Hello all! I was hoping to get some help on a, wha...
# flyte-support
e
Hello all! I was hoping to get some help on a, what I believe to be trivial, issue. I currently have a workflow in my local repo that I can successfully run locally against the remote cluster using the following
pyflyte
command with respect to project root in my terminal.
Copy code
pyflyte run --remote --project some-project --domain development tests/regression/workflows/test_deidentify_workflow.py test_deidentify_clinical_note_file --storage_account 'abc12345' --base_path 'container_name/validation/clinical_note/'
However when trying to run this same workflow from a local jupyter notebook using the following code against the remote cluster using
flytekit.FlyteRemote
(this notebook file is located in the
root/tests/
directory of my project):
Copy code
from flytekit import Config, FlyteRemote
from tests.regression.workflows.test_deidentify_workflow import test_deidentify_clinical_note_file

remote = FlyteRemote(
    config=Config.auto(),
    default_project="some-project",
    default_domain="development",
    interactive_mode_enabled=True,
)

remote.fast_register_workflow(entity=test_deidentify_clinical_note_file)
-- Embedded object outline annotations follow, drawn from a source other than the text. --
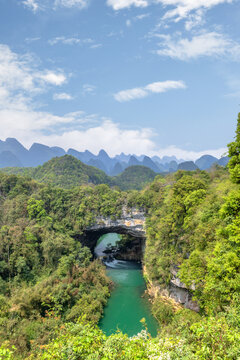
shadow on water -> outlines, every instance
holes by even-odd
[[[120,235],[116,233],[101,236],[95,248],[96,257],[106,256],[104,250],[108,244],[114,246],[119,239]],[[149,333],[156,336],[157,321],[151,314],[147,297],[144,296],[146,285],[141,264],[135,261],[116,260],[114,255],[108,255],[103,262],[107,266],[107,275],[112,279],[115,287],[99,323],[100,328],[107,335],[119,329],[133,336],[143,329],[140,320],[145,318]]]

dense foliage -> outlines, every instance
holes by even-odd
[[[107,185],[63,190],[0,174],[0,359],[238,360],[239,149],[240,115],[229,144],[230,177],[218,166],[178,171],[124,193]],[[111,283],[79,239],[98,215],[119,217],[126,203],[147,214],[145,277],[159,290],[154,339],[147,329],[107,337],[96,326]],[[199,313],[167,296],[173,278]]]
[[[61,190],[0,174],[1,342],[24,357],[65,321],[99,321],[111,282],[79,239],[96,216],[120,216],[124,201],[107,185]]]
[[[154,171],[145,166],[130,166],[120,175],[111,177],[71,155],[53,158],[35,168],[12,167],[1,170],[7,174],[23,175],[65,189],[86,184],[108,184],[121,190],[140,190],[156,176]]]

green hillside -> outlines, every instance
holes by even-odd
[[[156,173],[146,166],[130,166],[121,174],[113,178],[113,183],[122,190],[142,189],[147,183],[153,181]]]
[[[71,188],[84,184],[110,184],[111,179],[101,170],[82,163],[71,155],[55,157],[36,168],[5,168],[7,174],[19,174],[42,183]]]
[[[36,168],[4,168],[1,171],[30,177],[38,182],[69,189],[86,184],[107,184],[122,190],[142,189],[156,173],[145,166],[131,166],[120,175],[110,177],[102,170],[85,165],[71,155],[56,157]]]

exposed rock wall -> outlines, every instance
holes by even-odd
[[[128,234],[133,236],[134,240],[130,247],[119,252],[116,257],[122,260],[141,261],[145,246],[145,221],[146,215],[143,211],[135,208],[124,207],[122,216],[119,219],[104,218],[98,216],[95,224],[89,226],[83,235],[79,235],[79,240],[84,246],[88,246],[92,253],[100,236],[107,233]],[[146,271],[146,269],[145,269]],[[148,283],[149,295],[153,298],[157,296],[168,296],[176,303],[182,304],[185,308],[199,311],[196,301],[192,300],[191,291],[181,283],[177,277],[177,270],[171,270],[172,278],[168,288],[162,289],[158,284]],[[194,290],[194,289],[191,289]]]
[[[144,267],[143,270],[147,276],[146,268]],[[192,300],[192,294],[190,290],[187,289],[185,284],[183,284],[179,278],[177,278],[175,271],[172,279],[170,280],[168,288],[163,288],[157,283],[148,281],[147,289],[149,296],[151,296],[153,299],[156,299],[158,296],[163,298],[170,298],[176,302],[176,305],[181,304],[186,309],[190,309],[196,312],[199,311],[198,303]]]

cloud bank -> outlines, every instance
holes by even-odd
[[[155,35],[160,39],[156,53],[178,60],[190,60],[198,57],[224,57],[239,61],[240,44],[227,35],[218,32],[202,32],[193,37],[181,35]]]
[[[154,141],[155,133],[149,128],[127,129],[97,114],[84,111],[57,116],[38,109],[37,95],[67,82],[63,71],[40,69],[29,54],[19,55],[7,45],[0,44],[0,121],[1,139],[16,137],[25,146],[40,142],[50,146],[73,147],[97,153],[104,148],[110,155],[135,153],[149,156],[176,155],[194,159],[204,153],[220,156],[225,149],[189,152],[171,146],[162,149]],[[182,81],[165,81],[148,84],[143,88],[130,89],[118,94],[118,101],[127,101],[170,89],[184,89]],[[85,91],[94,90],[85,85]],[[141,93],[142,92],[142,93]],[[56,100],[70,100],[71,95],[55,93]]]
[[[145,98],[151,94],[160,94],[174,89],[186,89],[183,81],[158,81],[144,87],[122,90],[114,94],[115,100],[119,102],[131,101]]]

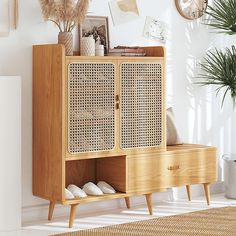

execution = remote.execute(test_deidentify_clinical_note_file, inputs={"storage_account": "abc12345","base_path": "container-name/validation/clinical_note/"}, wait=True)
print(execution.outputs)
I can see the attempt of the workflow execution in the UI but it results in the following ERROR:
Copy code
FlyteAssertion: USER:AssertionError: error=Outputs could not be found because the execution ended in failure. Error
message: Trace:

    Traceback (most recent call last):
      File "/usr/local/lib/python3.11/site-packages/flytekit/bin/entrypoint.py", line 163, in _dispatch_execute
        task_def = load_task()
                   ^^^^^^^^^^^
      File "/usr/local/lib/python3.11/site-packages/flytekit/bin/entrypoint.py", line 578, in load_task
        return resolver_obj.load_task(loader_args=resolver_args)
               ^^^^^^^^^^^^^^^^^^^^^^^^^^^^^^^^^^^^^^^^^^^^^^^^^
      File "/usr/local/lib/python3.11/site-packages/flytekit/core/utils.py", line 312, in wrapper
        return func(*args, **kwargs)
               ^^^^^^^^^^^^^^^^^^^^^
      File "/usr/local/lib/python3.11/site-packages/flytekit/core/python_auto_container.py", line 332, in load_task
        loaded_data = cloudpickle.load(f)
                      ^^^^^^^^^^^^^^^^^^^
    ModuleNotFoundError: No module named 'tests'

Message:

    ModuleNotFoundError: No module named 'tests'
The module
tests
it’s referring to is a local directory located immediately under the root project directory that houses test code and is where the workflow I am trying to run is located (albeit a directories down). It seems like the project code isn’t being packaged and registered correctly before attempting to execute the workflow. I have tried manually setting the sys path to the project root path in the notebook before registering and executing the workflow but that seems to make no difference. I suspect I am misconfiguring
FlyteRemote
or need to further configure Jupyter for Flyte usage in some way. Anyone have any insight or could help me solve this problem?
c
hey @echoing-park-83350 how does your folder structure look like? Also I think your
tests
folder should include an
__init.py__
file that flytekit can use to understand it should copy from this folder into the container image. BTW, are you using ImageSpec?
e
Hey @average-finland-92144 Here is the current project structure with respect to the notebook and test workflow I am attempting to run:
Copy code
.
├── tests/                      # Tests directory
│   ├── __init__.py             
│   ├── regression/             # Regression tests directory
│   │   ├── __init__.py
│   │   ├── # Other directories that contain classes related to the test workflow (models, utilities, etc.)        
│   │   └── workflows/          # Regression test workflows directory
│   │   	├── __init__.py    
│   │       └── test_deidentify_workflow.py <- The test workflow I am attempting to run from the Jupyter notebook
│   ├── integration/
│   │   ├── __init__.py
│   │   └── # Other test related classes
│   └── flyte_test_notebook.ipynb <- Jupyter notebook I'm attempting to run the test workflow from using FlyteKit
└── workflows/
    ├── __init__.py 
    └── # Other classes that hold the base code for the service
I am not using ImageSpec, is this something that is necessary to run workflows remotely with FlyteKit?
a
it's not required, and I thought could help here but it's not clear
you could also pass to the
remote.execute
method a
serialization_settings
(ref) argument, including a
source_root
(ref) to include the path to the folder where your workflow is
e
Thanks David, I’ll give that a shot!